Posted Jan 27, 2017 by Martin Armstrong
A quiet market for many in Asia ahead of Chinese New Year and the subsequent national holidays. In Japan the inflation data was marginally better than previous (+0.1% v’s prev. +0%) which helped the Nikkei add additional gains but were slowed somewhat by Consumer Price data. However, this had an effect on the JPY which drifted more into the 115’s handle in late trading as focus again starts to turn more toward US Dollar recovery than JPY weakness.
European markets closed weaker but appeared more on weekend lethargy and profit-taking rather than any real concerns as trading volumes remained low. FTSE was the only core performer but that was probably on the back of a slide seen in sterling. As we listened to the US/UK press conference, markets were very much in control with no madness headline reactions or exaggerated rumors surrounding subject matter. This is the first the two have met and on appearance looked open, considerate and friendly and comes at a time when queue jumping was necessary. On European bourses banks stock led much of the decline with talk that UniCredit was down over 5% and UBS missing on Q4 comparable numbers also hindering the wider sentiment. Oil prices were heavy today also declining expectations surrounding the OPEC optimism drifted and US production steadily increases.

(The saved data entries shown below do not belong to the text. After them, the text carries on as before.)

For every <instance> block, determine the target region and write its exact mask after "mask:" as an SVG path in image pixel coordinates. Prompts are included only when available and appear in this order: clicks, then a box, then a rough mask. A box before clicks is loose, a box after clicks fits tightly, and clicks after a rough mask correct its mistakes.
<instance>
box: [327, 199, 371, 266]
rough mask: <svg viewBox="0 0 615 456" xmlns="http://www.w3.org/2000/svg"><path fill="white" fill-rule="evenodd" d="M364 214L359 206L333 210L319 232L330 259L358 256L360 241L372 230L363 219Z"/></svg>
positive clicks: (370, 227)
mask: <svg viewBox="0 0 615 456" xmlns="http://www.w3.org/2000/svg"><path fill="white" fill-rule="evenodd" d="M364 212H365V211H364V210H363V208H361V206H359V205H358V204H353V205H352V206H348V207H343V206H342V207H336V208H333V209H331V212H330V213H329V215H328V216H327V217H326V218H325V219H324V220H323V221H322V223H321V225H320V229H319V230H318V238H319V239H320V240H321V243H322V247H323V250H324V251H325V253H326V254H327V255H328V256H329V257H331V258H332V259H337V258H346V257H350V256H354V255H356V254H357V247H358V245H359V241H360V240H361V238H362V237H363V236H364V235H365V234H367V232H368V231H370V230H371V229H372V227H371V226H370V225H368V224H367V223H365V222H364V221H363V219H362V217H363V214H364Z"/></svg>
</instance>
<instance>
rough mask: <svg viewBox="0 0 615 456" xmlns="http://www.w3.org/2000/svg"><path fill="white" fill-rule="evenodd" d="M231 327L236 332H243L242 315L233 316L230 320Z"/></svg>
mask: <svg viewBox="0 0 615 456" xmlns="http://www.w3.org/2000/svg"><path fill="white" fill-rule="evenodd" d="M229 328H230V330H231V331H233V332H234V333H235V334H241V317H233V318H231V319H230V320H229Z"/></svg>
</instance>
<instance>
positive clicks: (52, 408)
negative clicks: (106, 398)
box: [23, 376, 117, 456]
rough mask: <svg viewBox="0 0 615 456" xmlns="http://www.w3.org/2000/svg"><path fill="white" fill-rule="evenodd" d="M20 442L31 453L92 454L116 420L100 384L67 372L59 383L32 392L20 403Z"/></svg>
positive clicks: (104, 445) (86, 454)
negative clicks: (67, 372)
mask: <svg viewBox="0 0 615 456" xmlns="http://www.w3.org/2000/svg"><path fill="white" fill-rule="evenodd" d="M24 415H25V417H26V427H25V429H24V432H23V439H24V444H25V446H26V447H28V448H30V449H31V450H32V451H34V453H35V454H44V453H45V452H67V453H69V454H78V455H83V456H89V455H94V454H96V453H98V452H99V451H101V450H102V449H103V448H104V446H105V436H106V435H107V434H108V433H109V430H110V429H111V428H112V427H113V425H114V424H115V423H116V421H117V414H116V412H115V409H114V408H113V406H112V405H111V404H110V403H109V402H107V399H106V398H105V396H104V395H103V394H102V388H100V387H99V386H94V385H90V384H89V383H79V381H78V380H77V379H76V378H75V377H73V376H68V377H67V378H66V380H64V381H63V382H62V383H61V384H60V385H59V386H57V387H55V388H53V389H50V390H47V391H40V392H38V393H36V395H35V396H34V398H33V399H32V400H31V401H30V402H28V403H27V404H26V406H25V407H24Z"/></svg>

US GDP released weaker than anticipated which dampened the stock market record week. US Q4 GDP expected at 2.1% came-in at 1.9% but was countered by PCE Prices with Durables as volatile as ever (Expt. +2.6% released -0.4%). After an extensive week the stock market finally saw gains of around 1% whilst setting new record highs. The enthusiasm for the market this year has been encouraging but with many still on the side-lines it will be interesting to see how we fair with China off next week.
US 2’s are closing unchanged at 1.22%, with 10’s sneaking back a couple of beeps at 2.48%. Germany also 2bp tighter at 0.46% closes the US/Bund spread at +202bp. Italy 2.22% (-5bp), Greece 7.03% (+23bp), Turkey 10.96% (-6bp), Portugal 4.07% (u/c) and Gilts 1.47% (-4bp).